Philip S. Yu receives Test of Time Award

Philip Yu

Distinguished and Wexler Chair Professor Philip S. Yu and his coauthors received the Very Large Data Bases Endowment Inc. (VLDB) 2022 Test of Time award, for their 2011 paper that has proven to be the most influential and important paper of that year. The paper’s citation index is 1587.

The paper, “PathSim: Meta Path-Based Top-K Similarity Search in Heterogeneous Information Networks,” was authored by Yu, Yizhou Sun, Jiawei Han, Xifeng Yan, and Tianyi Wu.

“In my opinion, Test of Time awards are extremely important awards,” said Robert Sloan, professor and computer science department head. It’s one thing to win a best paper award when you publish a paper. That means people think it’s very good work. But when you win a Test of Time award 10 or 15 years after you publish a paper, that means that people now know your paper is really good, and really influential work.”

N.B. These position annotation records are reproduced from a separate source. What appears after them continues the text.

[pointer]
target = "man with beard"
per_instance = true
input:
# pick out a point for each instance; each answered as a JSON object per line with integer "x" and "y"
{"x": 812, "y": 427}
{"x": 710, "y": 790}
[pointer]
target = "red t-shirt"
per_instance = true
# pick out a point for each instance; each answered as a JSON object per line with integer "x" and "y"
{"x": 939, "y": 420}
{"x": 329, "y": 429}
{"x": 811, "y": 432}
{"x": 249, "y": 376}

The paper involves similarity search, a primitive operation in databases and web search engines. There are many diverse information networks, such as webpages interconnected through hyperlinks, social networks such as Facebook, and bibliographic networks. While two objects may be linked by many paths in the network, most previously existing similarity measures were designed for homogenous networks, and cannot be applied to heterogeneous networks, as different semantic meanings behind the paths were not taken into consideration.

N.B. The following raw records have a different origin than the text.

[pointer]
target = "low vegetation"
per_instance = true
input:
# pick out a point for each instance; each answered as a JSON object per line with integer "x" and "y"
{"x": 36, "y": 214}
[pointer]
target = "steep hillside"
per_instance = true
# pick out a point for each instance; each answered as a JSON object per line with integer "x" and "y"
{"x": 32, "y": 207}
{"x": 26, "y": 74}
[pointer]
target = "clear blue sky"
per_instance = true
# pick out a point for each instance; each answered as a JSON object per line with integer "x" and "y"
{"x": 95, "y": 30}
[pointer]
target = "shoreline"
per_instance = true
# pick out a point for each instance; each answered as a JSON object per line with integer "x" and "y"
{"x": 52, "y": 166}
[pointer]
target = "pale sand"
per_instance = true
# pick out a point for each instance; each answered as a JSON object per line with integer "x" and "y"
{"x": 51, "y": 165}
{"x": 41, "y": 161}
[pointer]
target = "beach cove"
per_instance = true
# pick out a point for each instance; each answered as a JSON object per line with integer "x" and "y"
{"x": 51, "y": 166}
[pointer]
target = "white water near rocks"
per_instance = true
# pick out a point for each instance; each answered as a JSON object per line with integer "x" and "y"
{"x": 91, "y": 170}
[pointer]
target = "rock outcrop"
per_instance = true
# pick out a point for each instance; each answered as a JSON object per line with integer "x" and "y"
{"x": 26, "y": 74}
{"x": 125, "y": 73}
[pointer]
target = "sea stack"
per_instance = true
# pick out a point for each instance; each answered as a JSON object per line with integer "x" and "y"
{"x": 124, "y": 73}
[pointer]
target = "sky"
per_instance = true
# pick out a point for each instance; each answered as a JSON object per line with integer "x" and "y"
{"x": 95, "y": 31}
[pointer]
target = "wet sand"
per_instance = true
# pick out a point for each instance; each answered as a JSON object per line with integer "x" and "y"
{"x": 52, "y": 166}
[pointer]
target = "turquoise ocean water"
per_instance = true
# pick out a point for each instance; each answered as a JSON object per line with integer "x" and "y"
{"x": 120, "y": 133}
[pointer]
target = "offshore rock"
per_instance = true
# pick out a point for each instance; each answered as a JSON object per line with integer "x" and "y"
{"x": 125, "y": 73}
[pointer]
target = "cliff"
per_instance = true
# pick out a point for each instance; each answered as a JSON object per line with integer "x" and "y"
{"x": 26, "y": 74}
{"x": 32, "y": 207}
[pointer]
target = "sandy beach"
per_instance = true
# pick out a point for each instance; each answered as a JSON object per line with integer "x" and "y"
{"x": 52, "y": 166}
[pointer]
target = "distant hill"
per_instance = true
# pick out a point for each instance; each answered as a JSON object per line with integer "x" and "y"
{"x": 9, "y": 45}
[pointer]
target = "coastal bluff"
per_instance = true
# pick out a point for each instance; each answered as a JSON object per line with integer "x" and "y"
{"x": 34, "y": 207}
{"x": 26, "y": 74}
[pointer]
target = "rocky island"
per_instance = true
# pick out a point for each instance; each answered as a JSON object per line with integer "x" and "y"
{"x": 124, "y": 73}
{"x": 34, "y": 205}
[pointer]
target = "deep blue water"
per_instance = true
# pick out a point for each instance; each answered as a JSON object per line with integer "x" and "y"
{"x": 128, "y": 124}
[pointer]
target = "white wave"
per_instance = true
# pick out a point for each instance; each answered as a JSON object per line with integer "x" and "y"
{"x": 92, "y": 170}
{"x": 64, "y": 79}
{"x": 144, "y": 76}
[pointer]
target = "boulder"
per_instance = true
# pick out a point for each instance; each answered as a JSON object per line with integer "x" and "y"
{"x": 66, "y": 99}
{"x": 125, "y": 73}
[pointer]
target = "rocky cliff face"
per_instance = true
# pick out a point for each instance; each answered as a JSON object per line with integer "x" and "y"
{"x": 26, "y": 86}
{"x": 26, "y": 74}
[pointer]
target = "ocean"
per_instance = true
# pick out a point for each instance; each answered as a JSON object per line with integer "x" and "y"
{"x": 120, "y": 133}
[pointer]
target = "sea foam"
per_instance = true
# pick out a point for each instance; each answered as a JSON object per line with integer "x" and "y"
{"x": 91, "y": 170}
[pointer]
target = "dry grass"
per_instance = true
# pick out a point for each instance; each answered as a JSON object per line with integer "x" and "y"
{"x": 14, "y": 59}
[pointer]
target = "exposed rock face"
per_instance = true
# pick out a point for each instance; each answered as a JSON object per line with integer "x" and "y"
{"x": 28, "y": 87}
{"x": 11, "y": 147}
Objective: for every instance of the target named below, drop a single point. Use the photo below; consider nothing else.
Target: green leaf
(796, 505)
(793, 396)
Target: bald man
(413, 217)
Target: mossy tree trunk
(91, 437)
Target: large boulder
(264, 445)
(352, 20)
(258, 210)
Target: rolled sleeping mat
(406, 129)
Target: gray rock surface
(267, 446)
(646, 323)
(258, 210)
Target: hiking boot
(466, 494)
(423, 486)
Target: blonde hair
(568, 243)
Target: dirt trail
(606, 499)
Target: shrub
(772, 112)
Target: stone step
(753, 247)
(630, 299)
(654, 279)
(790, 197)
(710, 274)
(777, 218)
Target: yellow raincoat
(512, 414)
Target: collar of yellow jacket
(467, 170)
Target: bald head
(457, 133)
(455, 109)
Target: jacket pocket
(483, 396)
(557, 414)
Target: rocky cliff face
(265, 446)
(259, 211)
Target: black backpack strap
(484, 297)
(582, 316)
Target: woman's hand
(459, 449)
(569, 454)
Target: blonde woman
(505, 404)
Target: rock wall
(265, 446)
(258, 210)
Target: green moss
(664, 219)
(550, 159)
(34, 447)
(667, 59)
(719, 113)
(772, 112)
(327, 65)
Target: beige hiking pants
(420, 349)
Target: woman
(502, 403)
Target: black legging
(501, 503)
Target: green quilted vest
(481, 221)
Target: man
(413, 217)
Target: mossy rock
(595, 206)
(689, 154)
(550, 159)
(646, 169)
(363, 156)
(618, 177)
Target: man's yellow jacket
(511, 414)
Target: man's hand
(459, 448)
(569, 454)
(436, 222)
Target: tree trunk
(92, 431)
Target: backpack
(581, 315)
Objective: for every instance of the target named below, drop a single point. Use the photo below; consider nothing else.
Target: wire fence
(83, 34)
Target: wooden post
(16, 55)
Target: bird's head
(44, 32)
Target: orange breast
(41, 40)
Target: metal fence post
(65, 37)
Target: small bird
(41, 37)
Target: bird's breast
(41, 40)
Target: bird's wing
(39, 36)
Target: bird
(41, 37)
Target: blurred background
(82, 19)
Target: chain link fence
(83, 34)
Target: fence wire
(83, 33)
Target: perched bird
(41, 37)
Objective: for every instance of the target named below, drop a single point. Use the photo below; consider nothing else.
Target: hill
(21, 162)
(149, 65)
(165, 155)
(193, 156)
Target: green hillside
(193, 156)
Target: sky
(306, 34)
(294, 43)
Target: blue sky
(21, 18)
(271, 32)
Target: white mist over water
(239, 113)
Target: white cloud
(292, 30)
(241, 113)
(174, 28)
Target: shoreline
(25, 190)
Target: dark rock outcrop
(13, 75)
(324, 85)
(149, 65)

The authors introduced the concept of meta-path-based similarity, defining a meta path as a path consisting of sequence relations defined by different object types.

“No matter whether a user would like to explicitly specify a path combination given sufficient domain knowledge, or choose the best path by experimental trials, or simply provide training examples to learn it, meta path forms a common base for a network-based similarity search engine,” the authors explained in the paper.

They designed a novel similarity measure, PathSim, that finds peer objects in the network, such as finding authors in a similar field and with similar reputations. This tool was more adept at finding meaningful connections compared with random-walk-based similarity measures, which rely on the link path between any two patterns. To support fast online queries, Yu and his coauthors developed a solution that uses short meta paths, then concentrates them to compute the top-K results, or best answers, eliminating irrelevant results.

“In short, all the world’s information networks consist of edges connecting multiple nodes, and before this paper, all the work in the area ignored differences concerning the types of the nodes and links,” Sloan said. “Analyzing computations about information propagation in a way that includes such type information leads to much better results. Today, this is simply the way the analysis is done for networks containing mixed types of nodes and edges.”